The fifth category, **gradient-based attacks**, came out of the GCG (Greedy Coordinate Gradient) paper at https://arxiv.org/abs/2307.15043 published by Zou et al. in 2023. GCG and its successors compute adversarial suffixes that, when appended to a request, make the model comply with otherwise-refused queries. The headline result was that these suffixes transfer across models — an attack discovered on open-weight Llama can break closed-weight GPT-style models. By 2026, transferability is weaker against the frontier but still meaningful against mid-tier and self-hosted models. Static input filtering does not catch these because the suffix looks like noise.
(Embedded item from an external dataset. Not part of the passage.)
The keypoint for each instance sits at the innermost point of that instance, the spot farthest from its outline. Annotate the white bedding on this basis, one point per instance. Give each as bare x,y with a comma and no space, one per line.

The sixth category, **many-shot jailbreaking**, was published by Anthropic in April 2024 at https://www.anthropic.com/research/many-shot-jailbreaking. It exploits long context windows: an attacker packs 256 or 512 example exchanges into the prompt where the assistant complies with harmful requests, then asks the real question at the end. The in-context learning effect overrides the refusal training. The longer the context window, the more effective the attack — which means as Claude, GPT-5, and Gemini push toward million-token contexts, this category becomes more relevant, not less.